China’s state planner has said the government has never required domestic technology companies to reject foreign investment, seeking to clarify its position as scrutiny intensifies around capital flows into strategically sensitive sectors. The statement came in response to questions over whether Chinese firms could be asked to refuse US funding.
Li Chao, spokesperson for the National Development and Reform Commission, said Chinese technology companies had not been instructed to avoid foreign capital. However, he added that overseas investment must comply with Chinese law and must not harm national security or national interests. That qualification keeps the door open to foreign participation, while reinforcing Beijing’s authority to intervene where technology, ownership or strategic risk is involved.
The clarification follows reports that regulators had told several private technology companies, including leading artificial intelligence start-ups, to reject US investment in funding rounds unless explicit approval was granted. The denial therefore matters less as a broad invitation to capital than as an attempt to define the boundaries of acceptable participation in a more security-conscious investment climate.

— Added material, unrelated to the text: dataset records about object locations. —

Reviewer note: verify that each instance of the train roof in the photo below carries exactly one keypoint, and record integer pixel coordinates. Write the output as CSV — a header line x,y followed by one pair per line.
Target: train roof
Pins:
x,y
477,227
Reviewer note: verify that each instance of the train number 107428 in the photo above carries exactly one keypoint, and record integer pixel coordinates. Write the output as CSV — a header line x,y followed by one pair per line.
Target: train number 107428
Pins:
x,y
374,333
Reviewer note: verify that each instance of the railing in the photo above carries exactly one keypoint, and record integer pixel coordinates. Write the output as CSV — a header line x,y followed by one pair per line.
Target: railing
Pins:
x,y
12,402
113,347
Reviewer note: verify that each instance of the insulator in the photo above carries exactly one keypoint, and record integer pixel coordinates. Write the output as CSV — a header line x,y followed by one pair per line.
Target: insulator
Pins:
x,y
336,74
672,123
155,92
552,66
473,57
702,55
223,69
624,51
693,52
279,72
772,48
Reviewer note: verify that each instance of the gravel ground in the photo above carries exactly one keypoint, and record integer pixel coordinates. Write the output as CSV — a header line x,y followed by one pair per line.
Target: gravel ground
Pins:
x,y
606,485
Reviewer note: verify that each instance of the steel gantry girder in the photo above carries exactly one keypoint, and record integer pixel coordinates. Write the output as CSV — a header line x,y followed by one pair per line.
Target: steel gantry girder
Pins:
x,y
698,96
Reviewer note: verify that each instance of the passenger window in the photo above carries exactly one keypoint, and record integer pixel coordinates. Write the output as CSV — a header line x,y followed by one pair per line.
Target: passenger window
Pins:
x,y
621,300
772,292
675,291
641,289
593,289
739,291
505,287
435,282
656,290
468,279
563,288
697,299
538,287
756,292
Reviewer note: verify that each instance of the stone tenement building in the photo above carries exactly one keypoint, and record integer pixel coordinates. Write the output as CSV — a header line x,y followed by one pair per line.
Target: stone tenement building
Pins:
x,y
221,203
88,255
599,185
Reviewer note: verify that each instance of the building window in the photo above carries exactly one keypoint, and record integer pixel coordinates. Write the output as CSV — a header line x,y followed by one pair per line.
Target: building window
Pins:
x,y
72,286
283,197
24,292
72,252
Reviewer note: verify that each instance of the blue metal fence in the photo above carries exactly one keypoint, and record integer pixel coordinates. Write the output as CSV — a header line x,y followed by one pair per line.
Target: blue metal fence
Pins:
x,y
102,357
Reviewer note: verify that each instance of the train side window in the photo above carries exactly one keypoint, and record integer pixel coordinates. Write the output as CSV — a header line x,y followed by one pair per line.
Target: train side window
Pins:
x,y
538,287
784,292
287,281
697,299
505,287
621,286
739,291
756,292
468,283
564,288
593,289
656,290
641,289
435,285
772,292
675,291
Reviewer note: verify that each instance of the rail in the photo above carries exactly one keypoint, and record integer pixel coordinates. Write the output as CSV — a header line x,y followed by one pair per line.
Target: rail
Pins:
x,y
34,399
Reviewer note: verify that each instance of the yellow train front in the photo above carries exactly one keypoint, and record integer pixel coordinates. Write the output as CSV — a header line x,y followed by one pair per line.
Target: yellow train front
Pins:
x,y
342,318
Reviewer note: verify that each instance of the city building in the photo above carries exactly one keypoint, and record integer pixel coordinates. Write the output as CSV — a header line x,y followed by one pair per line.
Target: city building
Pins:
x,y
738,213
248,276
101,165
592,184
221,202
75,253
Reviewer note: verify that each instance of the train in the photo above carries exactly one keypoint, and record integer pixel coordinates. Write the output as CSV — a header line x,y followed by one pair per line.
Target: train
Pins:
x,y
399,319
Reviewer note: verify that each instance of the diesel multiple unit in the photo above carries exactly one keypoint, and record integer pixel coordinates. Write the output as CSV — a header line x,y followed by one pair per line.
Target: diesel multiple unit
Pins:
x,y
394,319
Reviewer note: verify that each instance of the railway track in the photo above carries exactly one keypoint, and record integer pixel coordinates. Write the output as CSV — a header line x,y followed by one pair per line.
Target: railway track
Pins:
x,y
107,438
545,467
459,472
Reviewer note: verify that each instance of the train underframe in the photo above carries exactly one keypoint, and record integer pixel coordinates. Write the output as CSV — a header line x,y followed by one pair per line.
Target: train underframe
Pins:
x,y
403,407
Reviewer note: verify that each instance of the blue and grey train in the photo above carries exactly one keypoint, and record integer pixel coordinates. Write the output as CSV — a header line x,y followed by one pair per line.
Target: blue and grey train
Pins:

The issue has sharpened since Chinese authorities ordered Meta to unwind its acquisition of Manus, a domestic artificial intelligence start-up. That decision unsettled parts of the start-up and foreign business communities, highlighting the extent to which AI investment is now being assessed through both commercial and national-security lenses.
The unresolved question is how predictable China’s investment environment can remain for foreign capital in sensitive technologies. Beijing is signalling that foreign investment is not formally unwelcome, but its national-security caveat gives regulators considerable discretion. For investors, the practical challenge is no longer simply market access, but understanding where commercial opportunity ends and strategic sensitivity begins.